Кумаронов, приговаривая «я ему устрою», расположился за столом обиженным запорожцем – писать султану письмо. В правом верхнем углу он вывел: «Главному врачу Николаеву Дмитрию Дмитриевичу».
6
На следующее утро Александру Павловичу доложили.
О многом, не терпевшем отлагательства.
Можно было, вообще-то, и не докладывать ни о чем, и тогда бы оно не только потерпело, но и потребовало.
Однако новость жгла сестринские языки адским огнем.
– Вся палата напилась, – слова вылетали из Марты Марковны радостные, гневные, сдобренные предвкушением расправы. Марта Марковна светилась внутренним светом, испуская победоносные лучи.
– Миша, – Прятов беспомощно посмотрел на медбрата Мишу.
Тот развел руками:
– Не моя смена! Я только сегодня заступил.
Александр Павлович тоже заступал сегодня, ему предстояло суточное дежурство. День начинался с гадости, и внутри у Александра Павловича изготовилось лопнуть нечто большое и яростное. Предстояла долгая писанина, выписка намечалась большая. А Прятов, как истинный врач, терпеть не мог писать выписки, эпикризы и прочие дурацкие бумаги.
– Ваш новенький – жуткая личность, – изрекла Марта Марковна.
Это была увертюра. Слово предоставили Свете, которая сверху до пояса была очень изящной и симпатичной, а ниже, от пояса и до пят – совершенно чудовищной, корытообразной, раздавшейся, с вынужденной утиной походкой.

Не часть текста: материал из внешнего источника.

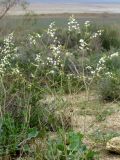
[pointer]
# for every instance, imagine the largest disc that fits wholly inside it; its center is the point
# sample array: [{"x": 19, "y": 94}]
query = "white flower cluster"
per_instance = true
[
  {"x": 55, "y": 60},
  {"x": 8, "y": 53},
  {"x": 32, "y": 38},
  {"x": 51, "y": 30},
  {"x": 83, "y": 45},
  {"x": 87, "y": 24},
  {"x": 97, "y": 34},
  {"x": 114, "y": 55},
  {"x": 73, "y": 25}
]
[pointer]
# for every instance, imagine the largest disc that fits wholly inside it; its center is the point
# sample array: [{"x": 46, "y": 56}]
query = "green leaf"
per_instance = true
[{"x": 33, "y": 133}]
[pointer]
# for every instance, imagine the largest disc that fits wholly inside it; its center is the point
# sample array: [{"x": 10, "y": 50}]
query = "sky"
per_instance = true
[{"x": 74, "y": 1}]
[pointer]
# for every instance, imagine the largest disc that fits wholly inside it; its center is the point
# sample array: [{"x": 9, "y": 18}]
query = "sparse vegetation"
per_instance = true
[{"x": 49, "y": 83}]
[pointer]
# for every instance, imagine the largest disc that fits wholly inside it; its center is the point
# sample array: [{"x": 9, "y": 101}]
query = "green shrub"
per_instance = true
[{"x": 68, "y": 146}]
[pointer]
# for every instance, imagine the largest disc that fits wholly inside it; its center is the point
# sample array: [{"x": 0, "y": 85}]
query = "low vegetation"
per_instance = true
[{"x": 38, "y": 72}]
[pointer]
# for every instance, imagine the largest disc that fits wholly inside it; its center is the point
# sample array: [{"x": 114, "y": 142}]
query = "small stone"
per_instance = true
[{"x": 113, "y": 145}]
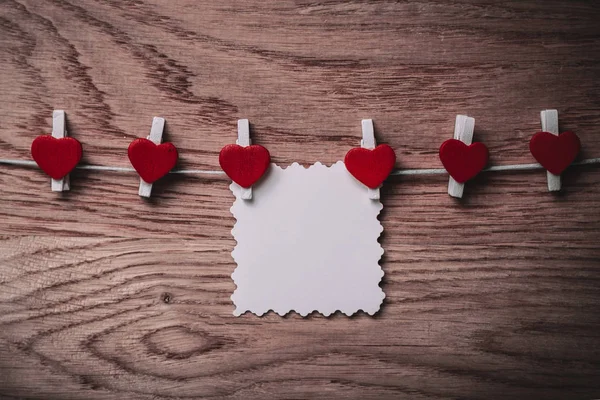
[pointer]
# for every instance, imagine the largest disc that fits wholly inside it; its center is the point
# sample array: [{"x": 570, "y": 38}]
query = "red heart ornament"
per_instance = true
[
  {"x": 370, "y": 167},
  {"x": 244, "y": 165},
  {"x": 555, "y": 153},
  {"x": 152, "y": 161},
  {"x": 56, "y": 157},
  {"x": 461, "y": 161}
]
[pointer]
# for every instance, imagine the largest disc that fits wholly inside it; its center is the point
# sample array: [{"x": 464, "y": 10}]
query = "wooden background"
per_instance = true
[{"x": 106, "y": 296}]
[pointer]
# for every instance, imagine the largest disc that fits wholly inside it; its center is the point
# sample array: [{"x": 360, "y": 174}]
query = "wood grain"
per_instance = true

В изложении Светы дело представлялось ясным и гадким, как холодный солнечный день.
Мероприятия по приему Кумаронова в действительные члены палаты начались около десяти часов вечера.
– Но они уже раньше шатались, пьяные в дрезину, – вставила осведомленная Марта Марковна.
К полуночи буяны поползли из палаты, пускаясь на разные каверзы. Выкатили братьев Гавриловых и с грохотом возили их по коридору, прямо на кроватях с колесиками, с задранными ногами. Откуда-то появилась маленькая труба, и Каштанов трубил, поспешая следом. Ему уже не мешали переломанные пятки, он радостно косолапил и проникался праздником. Хомский сидел на постели в прострации и не реагировал на замечания. Лапин обмочился и обвинял в этом коллектив»«Чеховки»».
– И все, кроме Гавриловых, ходили ножками, ножками, – Марта Марковна ожесточенно и сладко притоптывала ногой. – Обезболились. Наркоз начался.
Пришлось пригласить казака, который дежурил в вестибюле охранником.
Он похаживал там с кнутом. Его и вызвали уладить дело, но он ничего не уладил, а постепенно втянулся сам.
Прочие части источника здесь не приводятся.